Global climate change and politics are linked to each other—for better or worse. No clearer was that the case than when Democratic Sen. Sheldon Whitehouse of Rhode Island gave an impassioned speech on global warming in the aftermath of Monday's deadly Oklahoma tornado, and the conservative media ripped him. Whitehouse implied that at least part of the blame for the deadly tornado should be laid at the feet of climate change.
Is Whitehouse correct? It's difficult to assign any one storm's outcome to the possible effects of global climate change, and the science of tornadoes in particular makes it pretty much impossible to know whether Whitehouse is right.
First, you need warm, humid air for moisture. The past few days in Moore have featured temperatures in the upper 70s to low 80s, with relative humidity levels regularly hitting between 90 percent and 100 percent and rarely dropping below 70 percent.
Second, you need strong jet stream winds to provide lift. As this map from Weather Underground indicates, there were definitely some very strong jet stream winds on Monday in the Oklahoma region.
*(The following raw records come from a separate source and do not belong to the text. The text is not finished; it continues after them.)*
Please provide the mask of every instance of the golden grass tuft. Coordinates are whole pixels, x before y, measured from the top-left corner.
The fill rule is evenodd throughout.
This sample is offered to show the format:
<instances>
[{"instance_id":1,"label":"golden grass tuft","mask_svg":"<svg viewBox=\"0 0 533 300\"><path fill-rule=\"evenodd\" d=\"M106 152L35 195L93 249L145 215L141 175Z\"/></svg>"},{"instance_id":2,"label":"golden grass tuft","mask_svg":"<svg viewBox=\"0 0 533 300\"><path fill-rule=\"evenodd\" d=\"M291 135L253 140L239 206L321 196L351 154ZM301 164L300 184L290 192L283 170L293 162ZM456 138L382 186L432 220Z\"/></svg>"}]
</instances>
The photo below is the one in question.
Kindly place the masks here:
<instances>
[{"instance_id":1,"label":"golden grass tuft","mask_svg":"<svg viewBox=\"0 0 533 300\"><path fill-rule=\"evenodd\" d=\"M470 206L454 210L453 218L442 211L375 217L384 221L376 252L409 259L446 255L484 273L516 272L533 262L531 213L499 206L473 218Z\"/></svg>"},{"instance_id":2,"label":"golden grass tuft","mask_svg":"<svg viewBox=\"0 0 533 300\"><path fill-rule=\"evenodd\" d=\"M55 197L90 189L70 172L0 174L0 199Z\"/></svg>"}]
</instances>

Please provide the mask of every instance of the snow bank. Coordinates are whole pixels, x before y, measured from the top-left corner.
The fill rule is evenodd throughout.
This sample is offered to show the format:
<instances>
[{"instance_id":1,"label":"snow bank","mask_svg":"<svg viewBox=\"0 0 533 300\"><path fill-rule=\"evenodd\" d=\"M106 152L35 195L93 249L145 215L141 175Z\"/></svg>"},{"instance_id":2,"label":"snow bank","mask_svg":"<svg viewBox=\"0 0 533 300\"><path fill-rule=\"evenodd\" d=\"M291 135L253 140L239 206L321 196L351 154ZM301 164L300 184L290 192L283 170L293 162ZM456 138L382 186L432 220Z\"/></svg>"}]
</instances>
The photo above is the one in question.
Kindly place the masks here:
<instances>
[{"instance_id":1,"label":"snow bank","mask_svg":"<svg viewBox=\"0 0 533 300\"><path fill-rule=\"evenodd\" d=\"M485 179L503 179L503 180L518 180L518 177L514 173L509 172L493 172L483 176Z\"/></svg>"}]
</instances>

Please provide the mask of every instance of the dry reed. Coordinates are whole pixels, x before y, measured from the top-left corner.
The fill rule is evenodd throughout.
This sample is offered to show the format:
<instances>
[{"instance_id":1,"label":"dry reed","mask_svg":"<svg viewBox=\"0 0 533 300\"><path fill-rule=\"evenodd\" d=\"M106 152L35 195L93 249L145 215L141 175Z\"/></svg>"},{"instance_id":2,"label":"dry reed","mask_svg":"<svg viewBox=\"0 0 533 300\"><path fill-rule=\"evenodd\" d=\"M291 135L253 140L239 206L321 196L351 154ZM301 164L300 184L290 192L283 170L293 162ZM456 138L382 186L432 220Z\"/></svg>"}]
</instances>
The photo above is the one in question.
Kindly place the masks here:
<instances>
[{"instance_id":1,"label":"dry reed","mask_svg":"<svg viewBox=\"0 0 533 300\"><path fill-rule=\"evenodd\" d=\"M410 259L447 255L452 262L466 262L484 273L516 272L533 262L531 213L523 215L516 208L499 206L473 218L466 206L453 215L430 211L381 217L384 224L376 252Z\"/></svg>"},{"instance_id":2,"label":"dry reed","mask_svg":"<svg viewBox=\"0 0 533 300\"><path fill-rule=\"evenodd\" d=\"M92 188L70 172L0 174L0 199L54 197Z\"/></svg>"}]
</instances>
Third, you need strong wind shear (changing wind directions and/or speeds at different heights) to allow for full instability and lift. This mid-level wind shear map from the University of Wisconsin shows that there were 45 to 50 knot winds, right at the top of the scale, over Oklahoma on Monday.
Fourth, you need something to ignite the storm. In this case, a frontal boundary, as seen in this Weather Channel map, draped across central Oklahoma, did the trick.
The point is that all the normal ingredients were there that allowed an EF-4 tornado to spawn and strike. (Examination of the storm site may cause an upgrading to EF-5.) It happened in tornado alley, where warm moist air from the Gulf of Mexico often meets dry air from the north and Rocky Mountains for maximum instability. There wasn't anything shocking about this from a meteorological perspective. It was, as a well-informed friend said, a "classic" look.
The long-term weather question is whether or not we'll see more or less of these "classic" looks in our changing meteorological environment. It turns out that of all the weather phenomena, from droughts to hurricanes, tornadoes are the most complex to answer from a broader atmospheric trends point of view. The reason is that a warming world affects the factors that lead to tornadoes in different ways.
Climate change is supposed, among other things, to bring warmer and moister air to Earth. That, of course, would lead to more severe thunderstorms and probably more tornadoes. The issue is that global warming is also forecast to bring about less wind shear. This would allow hurricanes to form more easily, but it also would make it much harder for tornadoes to get the full about lift and instability that allow for your usual thunderstorm to grow in height and become a fully fledged tornado. Statistics over the past 50 years bear this out, as we've seen warmer and more moist air as well as less wind shear.